Наконец, они останавливаются, и ненавистный мешок стягивают с головы. Лютик с блаженством улыбается – прохладный ветер приятно ласкает лицо. Оглядывается, успевает рассмотреть близко стоящих скоя’таэлей, запомнить лица, детали одежды. И хочет уже сказать, что не обязательно было его вести таким образом, что можно уже развязать, как взгляд падает вниз. Вниз. Туда, где на поляне копошится омерзительное существо. Огромное. И отвратительно страшное.
— Итак. Время тратить на тебя я не намерен. Или говоришь мне, на кого работаешь, или становишься ужином этой милой зверушки. Что выбираешь?
Лютик чувствует, как бледнеет, как почва медленно уходит из-под ног; голос Йорвета доносится, словно из-под толщи воды, так глухо и так далеко. Прикосновение холодного лезвия к коже отрезвляет, бард вздрагивает, фокусирует взгляд. Дернись – и польется кровь, читается в чужих глазах. Лютик приподнимает бровь, наигранно-удивленно кривит губы в улыбке и пытается слегка отодвинуться от кинжала, показательно морщась.

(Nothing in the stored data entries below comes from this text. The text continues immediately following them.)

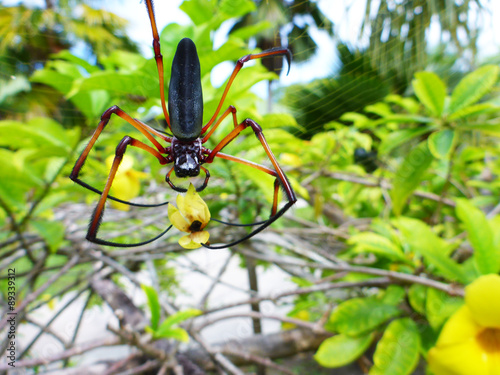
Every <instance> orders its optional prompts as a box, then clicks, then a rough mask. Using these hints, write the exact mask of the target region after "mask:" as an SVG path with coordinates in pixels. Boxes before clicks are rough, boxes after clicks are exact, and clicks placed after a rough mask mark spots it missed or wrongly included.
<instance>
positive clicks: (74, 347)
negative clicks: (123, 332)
mask: <svg viewBox="0 0 500 375" xmlns="http://www.w3.org/2000/svg"><path fill="white" fill-rule="evenodd" d="M115 345H120V340H119V339H118V338H116V337H107V338H105V339H100V340H95V341H91V342H87V343H84V344H80V345H77V346H74V347H73V348H71V349H68V350H64V351H62V352H60V353H57V354H55V355H53V356H52V357H48V358H45V357H44V358H30V359H25V360H22V361H18V362H16V368H24V367H35V366H43V365H48V364H49V363H52V362H57V361H62V360H63V359H66V358H71V357H73V356H75V355H80V354H82V353H85V352H88V351H90V350H93V349H96V348H100V347H103V346H115ZM9 369H10V366H9V365H8V364H7V363H0V371H5V370H9Z"/></svg>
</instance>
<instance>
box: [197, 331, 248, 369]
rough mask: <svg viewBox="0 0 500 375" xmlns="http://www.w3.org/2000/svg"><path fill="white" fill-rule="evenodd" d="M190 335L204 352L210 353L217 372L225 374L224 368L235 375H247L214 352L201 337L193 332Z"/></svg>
mask: <svg viewBox="0 0 500 375" xmlns="http://www.w3.org/2000/svg"><path fill="white" fill-rule="evenodd" d="M189 334H190V335H191V337H192V338H193V339H194V340H196V342H198V344H200V346H201V347H202V348H203V350H205V351H206V352H207V353H208V355H209V357H210V358H211V359H212V361H213V363H214V364H215V368H216V370H217V371H218V372H219V373H221V374H224V371H223V370H222V369H221V367H222V368H225V369H226V370H228V371H229V372H230V373H231V374H233V375H245V374H244V373H243V372H241V371H240V369H238V368H237V367H236V366H235V365H234V364H233V363H232V362H231V361H230V360H229V359H227V358H226V357H225V356H224V355H222V354H221V353H220V352H214V350H212V349H211V348H210V347H209V346H208V344H207V343H206V342H205V341H204V340H203V339H202V338H201V336H200V335H199V334H198V333H196V332H192V331H191V332H190V333H189Z"/></svg>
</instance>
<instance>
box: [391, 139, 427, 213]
mask: <svg viewBox="0 0 500 375" xmlns="http://www.w3.org/2000/svg"><path fill="white" fill-rule="evenodd" d="M432 160H433V157H432V154H431V153H430V152H429V149H428V147H427V143H426V142H421V143H420V144H419V145H418V146H417V147H415V148H413V149H412V150H411V151H410V153H409V154H408V155H407V156H406V158H405V159H404V160H403V163H401V165H400V166H399V168H398V170H397V171H396V176H395V177H394V182H393V188H392V190H391V198H392V209H393V211H394V213H395V214H396V215H400V214H401V212H402V210H403V207H404V206H405V204H406V200H407V199H408V197H409V196H410V195H411V193H412V192H413V191H414V190H415V189H416V188H417V186H418V185H419V184H420V181H421V180H422V178H423V176H424V174H425V172H426V171H427V168H429V166H430V165H431V163H432Z"/></svg>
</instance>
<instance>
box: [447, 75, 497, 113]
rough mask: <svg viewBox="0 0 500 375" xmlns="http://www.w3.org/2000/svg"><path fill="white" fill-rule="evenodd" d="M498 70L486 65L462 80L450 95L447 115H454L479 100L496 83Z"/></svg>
mask: <svg viewBox="0 0 500 375" xmlns="http://www.w3.org/2000/svg"><path fill="white" fill-rule="evenodd" d="M499 69H500V68H499V67H498V66H495V65H486V66H483V67H482V68H479V69H477V70H476V71H474V72H472V73H470V74H467V75H466V76H465V77H464V78H462V80H461V81H460V82H459V83H458V85H457V86H456V87H455V89H454V90H453V93H452V94H451V100H450V105H449V107H448V113H449V114H450V115H451V114H454V113H456V112H457V111H459V110H461V109H463V108H465V107H467V106H469V105H471V104H474V103H475V102H477V101H478V100H479V99H481V97H482V96H484V95H485V94H486V93H487V92H488V91H490V89H491V88H492V87H493V85H494V84H495V82H496V81H497V78H498V71H499Z"/></svg>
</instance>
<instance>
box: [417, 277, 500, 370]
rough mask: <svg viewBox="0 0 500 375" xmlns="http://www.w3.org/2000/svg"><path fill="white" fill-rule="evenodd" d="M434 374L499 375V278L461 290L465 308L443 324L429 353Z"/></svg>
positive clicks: (499, 338) (499, 361)
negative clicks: (434, 343)
mask: <svg viewBox="0 0 500 375" xmlns="http://www.w3.org/2000/svg"><path fill="white" fill-rule="evenodd" d="M427 359H428V362H429V368H430V369H431V371H432V372H433V373H434V374H435V375H500V276H499V275H494V274H491V275H484V276H481V277H479V278H478V279H477V280H475V281H474V282H473V283H472V284H470V285H468V286H467V287H466V288H465V305H464V306H463V307H461V308H460V309H459V310H458V311H457V312H456V313H455V314H453V315H452V316H451V318H450V319H449V320H448V321H447V322H446V324H445V325H444V327H443V330H442V331H441V334H440V335H439V339H438V341H437V343H436V346H435V347H434V348H432V349H431V350H430V351H429V355H428V358H427Z"/></svg>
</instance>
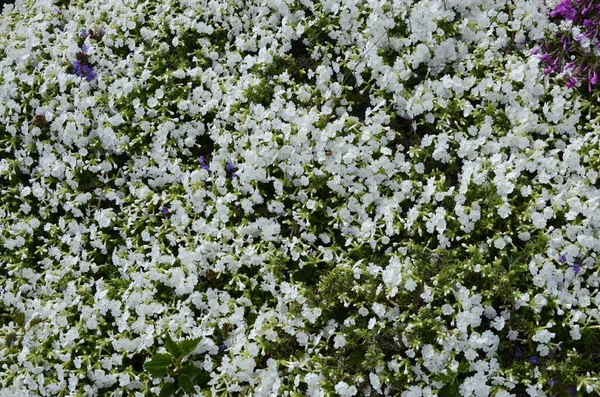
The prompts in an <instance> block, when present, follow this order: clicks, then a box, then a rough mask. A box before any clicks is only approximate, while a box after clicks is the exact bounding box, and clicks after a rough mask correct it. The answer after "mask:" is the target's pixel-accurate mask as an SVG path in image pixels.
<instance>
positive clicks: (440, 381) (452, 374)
mask: <svg viewBox="0 0 600 397" xmlns="http://www.w3.org/2000/svg"><path fill="white" fill-rule="evenodd" d="M454 378H455V375H453V374H437V375H436V376H435V377H434V378H433V380H434V381H436V382H441V383H444V384H447V383H449V382H453V381H454Z"/></svg>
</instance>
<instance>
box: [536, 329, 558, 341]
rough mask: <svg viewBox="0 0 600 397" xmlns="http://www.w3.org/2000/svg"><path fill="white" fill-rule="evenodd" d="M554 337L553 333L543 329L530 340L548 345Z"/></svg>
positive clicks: (539, 331) (555, 334)
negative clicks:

— Совсем не обязательно было доставать эту штучку. Легко поранить себя или другого, — бард снова улыбается, а мысли в голове хаотично искрятся, искрятся, искрятся. — И во-первых, вежливость, друзья мои лесные, – неотъемлемая часть современного общества. Так бесцеремонно ворваться на чужое свидание! Ах... что за манеры... что за нравы... — Лютик картинно вздыхает и нахально вздергивает подбородок, смотрит Йорвету прямо в глаза. — Во-вторых, обвинить меня, Лютика, самого известного и талантливейшего барда на всем Севере... Что я, Лютик, лучший друг всех нелюдей и почитатель красоты, на кого-то работаю? Ха! До чего же людская зависть не знает границ...
Лютик говорит, не может замолчать. Страх перекрывает здравый смысл, перерождается в напускное спокойствие. Лютик говорит, усмехается, но не перестает внимательно следить за реакцией эльфа, ловит каждое движение его губ. Темнота изменяет черты лица, делает их мягче, придает загадочности. В темноте Йорвет не кажется опасным.
— В-третьих, зверушка, конечно, очаровательна и мила, но, увы, не в моем вкусе. Боюсь, что и я в не в ее вкусе тоже, — поморщившись, бормочет. Лезвие вновь опасно касается шеи. — Барды хороши тогда, когда поют, а не когда становятся ужином. Да и к чему такая реакция? Пальцем не трогал эльфов... нет, конечно, были дела с эльфками, но им пальцы нра... Ах! Легче-легче, друг мой... Не стоит так смотреть!